Begitulah kurang lebih yang dikisahkan oleh Nur Sutan Iskandar dalam sebuah roman karangannya, “Katak Hendak Jadi Lembu”. Berbeda dengan roman lain dari angkatan Balai Pustaka yang lebih suka mengangkat tema percintaan yang kini sudah usang (ingat ungkapan “sekarang bukan lagi jaman Siti Nurbaya”?), maka tema yang diusung oleh roman yang ini seperti tidak pernah lekang oleh jaman.

Kisah ini ditulis dengan mengambil setting pada tahun 1930-an, ketika dunia sedang dilanda resesi berkepanjangan. Kakek-nenek kita mungkin menyebut masa itu sebagai jaman malaise, yang kerap dipelesetkan oleh lidah Melayu sebagai jaman “meleset”.
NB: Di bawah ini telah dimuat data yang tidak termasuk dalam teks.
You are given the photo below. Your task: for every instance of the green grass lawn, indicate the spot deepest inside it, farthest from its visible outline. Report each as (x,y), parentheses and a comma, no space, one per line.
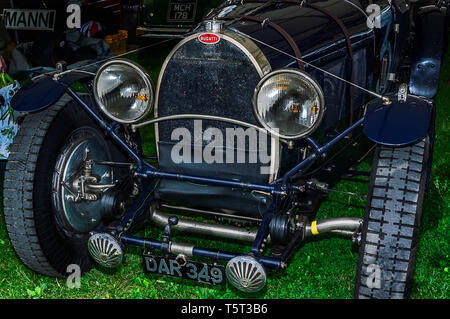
(320,268)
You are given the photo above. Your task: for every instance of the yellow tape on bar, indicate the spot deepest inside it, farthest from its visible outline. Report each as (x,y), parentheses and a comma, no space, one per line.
(314,230)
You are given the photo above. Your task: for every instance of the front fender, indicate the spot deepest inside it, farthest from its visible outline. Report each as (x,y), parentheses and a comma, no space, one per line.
(429,47)
(44,90)
(399,123)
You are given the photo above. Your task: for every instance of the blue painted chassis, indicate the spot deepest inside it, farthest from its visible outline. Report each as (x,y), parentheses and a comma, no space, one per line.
(41,92)
(147,172)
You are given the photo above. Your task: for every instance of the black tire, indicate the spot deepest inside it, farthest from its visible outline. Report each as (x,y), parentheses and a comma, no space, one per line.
(391,221)
(31,220)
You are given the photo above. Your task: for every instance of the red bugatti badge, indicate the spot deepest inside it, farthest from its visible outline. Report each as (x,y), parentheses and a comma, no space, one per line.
(208,38)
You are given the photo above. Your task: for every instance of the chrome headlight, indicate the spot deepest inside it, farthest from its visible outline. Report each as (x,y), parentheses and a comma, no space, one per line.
(289,103)
(124,91)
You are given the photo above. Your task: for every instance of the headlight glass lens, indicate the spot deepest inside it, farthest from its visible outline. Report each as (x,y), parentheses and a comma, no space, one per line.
(123,91)
(289,104)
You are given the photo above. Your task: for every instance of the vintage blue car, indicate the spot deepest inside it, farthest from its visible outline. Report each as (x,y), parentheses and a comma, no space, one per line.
(258,112)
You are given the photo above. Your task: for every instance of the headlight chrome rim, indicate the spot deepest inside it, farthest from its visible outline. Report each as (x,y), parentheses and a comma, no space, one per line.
(142,73)
(318,90)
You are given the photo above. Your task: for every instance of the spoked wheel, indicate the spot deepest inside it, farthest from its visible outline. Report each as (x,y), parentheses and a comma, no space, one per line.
(53,157)
(391,222)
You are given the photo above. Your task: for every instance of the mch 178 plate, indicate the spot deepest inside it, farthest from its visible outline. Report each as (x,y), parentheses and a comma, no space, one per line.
(201,272)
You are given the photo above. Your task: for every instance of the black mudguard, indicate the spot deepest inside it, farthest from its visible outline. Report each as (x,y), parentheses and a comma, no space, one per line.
(429,47)
(44,90)
(399,123)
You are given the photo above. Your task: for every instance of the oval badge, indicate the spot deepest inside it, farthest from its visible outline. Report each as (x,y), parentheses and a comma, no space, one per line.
(209,38)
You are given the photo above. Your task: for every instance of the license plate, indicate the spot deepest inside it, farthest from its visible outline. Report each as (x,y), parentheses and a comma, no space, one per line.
(182,11)
(201,272)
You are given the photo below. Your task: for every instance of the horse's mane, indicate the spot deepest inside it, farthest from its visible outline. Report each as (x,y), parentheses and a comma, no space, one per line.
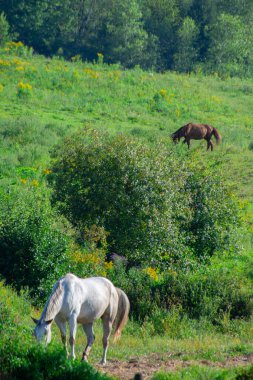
(53,304)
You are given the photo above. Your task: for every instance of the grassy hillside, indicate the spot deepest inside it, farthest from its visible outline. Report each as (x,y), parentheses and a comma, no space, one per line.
(43,100)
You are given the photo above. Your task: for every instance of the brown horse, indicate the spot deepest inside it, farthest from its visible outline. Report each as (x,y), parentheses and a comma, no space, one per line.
(196,132)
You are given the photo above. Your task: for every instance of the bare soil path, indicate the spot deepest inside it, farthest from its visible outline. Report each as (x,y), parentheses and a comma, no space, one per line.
(148,365)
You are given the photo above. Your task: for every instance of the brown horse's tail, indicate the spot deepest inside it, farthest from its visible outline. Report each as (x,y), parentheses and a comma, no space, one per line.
(122,314)
(216,135)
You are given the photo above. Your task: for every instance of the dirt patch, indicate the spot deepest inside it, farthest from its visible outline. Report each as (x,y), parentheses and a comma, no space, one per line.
(148,365)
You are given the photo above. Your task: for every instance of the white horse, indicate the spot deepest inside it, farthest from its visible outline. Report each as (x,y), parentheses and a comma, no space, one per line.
(75,300)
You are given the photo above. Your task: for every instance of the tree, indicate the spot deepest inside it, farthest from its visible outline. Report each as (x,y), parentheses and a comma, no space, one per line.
(230,50)
(187,51)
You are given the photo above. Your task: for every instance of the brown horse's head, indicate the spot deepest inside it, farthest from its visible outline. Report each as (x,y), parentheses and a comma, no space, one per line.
(175,138)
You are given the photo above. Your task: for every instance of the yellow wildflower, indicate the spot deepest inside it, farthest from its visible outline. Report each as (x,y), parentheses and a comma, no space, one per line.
(152,273)
(108,265)
(47,171)
(163,92)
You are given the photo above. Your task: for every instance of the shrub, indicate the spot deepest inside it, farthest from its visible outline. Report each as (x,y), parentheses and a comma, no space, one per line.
(4,29)
(33,248)
(204,292)
(125,187)
(156,206)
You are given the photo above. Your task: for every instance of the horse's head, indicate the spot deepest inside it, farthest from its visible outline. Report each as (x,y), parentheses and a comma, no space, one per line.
(42,329)
(175,138)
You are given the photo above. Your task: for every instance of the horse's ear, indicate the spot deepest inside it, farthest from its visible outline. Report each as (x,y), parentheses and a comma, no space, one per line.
(35,320)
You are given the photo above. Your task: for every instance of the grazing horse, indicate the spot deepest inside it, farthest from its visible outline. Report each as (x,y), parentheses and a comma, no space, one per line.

Judul Katak hendak jadi lembu, nampaknya diilhami dari fabel klasik tentang seekor induk katak yang berusaha menggembungkan diri untuk meniru ukuran seekor lembu yang digambarkan oleh anaknya. Alih-alih menyamai ukuran lembu, katak ini akhirnya tewas karena badannya meledak! Kini kiasan ini digunakan untuk melukiskan orang kebanyakan yang berusaha bergaya layaknya orang berpunya.

Kini, Berpuluh tahun berlalu sejak jaman malaise yang digambarkan oleh roman ini, kita kembali menghadapi persoalan ekonomi yang serupa. Sementara itu, perilaku bak Suria masih terus merajalela; di masyarakat, di pemerintahan, di mana-mana. Sementara tangis bayi yang baru lahir menandai warisan hutang jutaan rupiah dari generasi terdahulu, kita masih terlena dengan kemajuan semu yang telah dicapai. Gedung-gedung megah, proyek-proyek mercusuar, industeri padat modal (walaupun minim profit), terus dibangun dengan hutang yang harus ditebus oleh anak cucu kita kelak.